Furthermore, given that the application of CRISPR/Cas9 in gene editing requires the nuclease activity of Cas9 after the formation of the ternary complex, we also tested whether the site-specific modification on 2′-OH of gRNA could also regulate the cleavage behaviour of catalytically active Cas9. Compared with the unmodified gRNA, methoxy substitution suggested that the modification at the 15th, 16th, and 19th positions was still effective to inhibit the nuclease activity of Cas9 (Fig. S4–S7†) with the strongest effect at the 15th nucleotide (Fig. S5†), which was consistent with the binding behaviour. Similarly, modifications with the 6-nitropiperonyloxymethylene group could significantly inhibit the cleavage behaviour as shown in Fig. 3a, with the strongest effect at the 15th position (Fig. S8†). The quantitative analysis suggested that the observed cleavage activity was weakened by ∼30 fold for the caged gRNA at the 15th position (Fig. S8†), whereas caging at the other two locations exhibited a relatively weaker impact (Fig. S9 and S10†). Light irradiation on the photocaged gRNA could efficiently recover the nuclease activity of Cas9 (Fig. 3b), which indicated a highly dynamic responding process. However, it also needs to be mentioned that unlike the binding behaviour, cleavage is an irreversible process, and consequently, the highly inhibited nuclease activity could still induce significant breakage of the DNA duplex with prolonged incubation for hours (Fig. S8†). Nevertheless, the nuclease activity of Cas9 was also effectively controlled by photoactivation with the site-specifically caged 2′-OH of gRNA.
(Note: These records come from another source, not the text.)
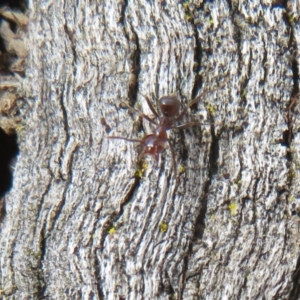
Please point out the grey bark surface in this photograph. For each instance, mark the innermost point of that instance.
(81, 224)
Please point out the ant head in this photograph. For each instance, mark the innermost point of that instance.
(153, 146)
(169, 106)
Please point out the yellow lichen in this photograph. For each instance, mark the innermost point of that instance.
(211, 109)
(139, 172)
(233, 208)
(181, 169)
(112, 230)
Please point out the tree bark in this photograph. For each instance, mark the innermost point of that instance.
(85, 220)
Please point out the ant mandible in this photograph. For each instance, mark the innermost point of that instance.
(155, 143)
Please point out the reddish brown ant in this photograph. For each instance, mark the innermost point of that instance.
(155, 143)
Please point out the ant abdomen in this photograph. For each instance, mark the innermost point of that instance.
(169, 106)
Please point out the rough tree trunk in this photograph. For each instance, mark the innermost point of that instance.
(85, 221)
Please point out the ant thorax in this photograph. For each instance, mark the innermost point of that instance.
(156, 142)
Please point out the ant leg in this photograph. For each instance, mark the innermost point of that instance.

Since the Cas9 activity can be optically controlled in the test tube by the site-specifically modified gRNA without disruption of Watson–Crick base pairing, we further pursued to achieve photoactivation of CRISPR/Cas9 function in living cells. Among a variety of CRISPR-based applications in living cells, we first selected CRISPR mediated gene activation (CRISPRa) as a representative. We prepared HEK293T cells with stably expressed Cas9-VP64-p65-Rta (VPR) as the model cell line (see the ESI† for details) to determine whether CRISPRa can be conditionally controlled by irradiation of light through the modified gRNA. First, we verified whether the impact of site-specific modification of gRNA observed in test tubes would be the same with the cellular behaviour. Herein, we transfected the cell with the methoxy substituted gRNA in different positions, and took the same concentration of unmodified gRNA as control. The expression level of the target gene ASCL1 under different conditions was then determined by qPCR. As shown in Fig. 4a, compared with the unmodified one, methoxy substituted gRNA exhibited a similar enhancing effect for gene activation except those modifications in the 15th, 16th, and 19th nucleotides (∼1–2 fold for 15th and 16th, and ∼8 fold for 19th), which was consistent with binding behaviours. Notably, modifications at these specific sites were much more influential in the cellular context than those in vitro.
Based on these results, we further examined the effect of photocaged gRNA targeting the same gene for CRISPRa. After transfection, the cells were exposed to 365 nm UV light for 3 min. The irradiated and unirradiated cells were cultured under the same conditions, and the expression levels of the ASCL1 gene were compared and is shown in Fig. 4b. It is noteworthy that the 3 minute UV exposure caused a slightly negative impact on the cell viability (Fig. S11†), which might result in a reduced activation effect to some extent as observed in the control sample with the unmodified gRNA (the control columns in Fig. 4b), but the overall influence of this short-time UV exposure is not critical for transcriptional activation. Clearly, modified gRNA with photocaged 2′-OH significantly blocked gene activation with the strongest blockage at the 15th position. Upon photoirradiation, the active gRNA was released and the activation effect was greatly recovered. As shown in Fig. 4b, photo-irradiation induced the activation effect changing from ∼1.2-fold to ∼18-fold with a ∼15-fold dynamic range for the 15th position. Similar results were also observed for the 16th (∼20-fold change) and 19th (∼14-fold change) positions, suggesting an effective photoactivation process with the site-specifically caged 2′-OH of gRNA to regulate gene expression.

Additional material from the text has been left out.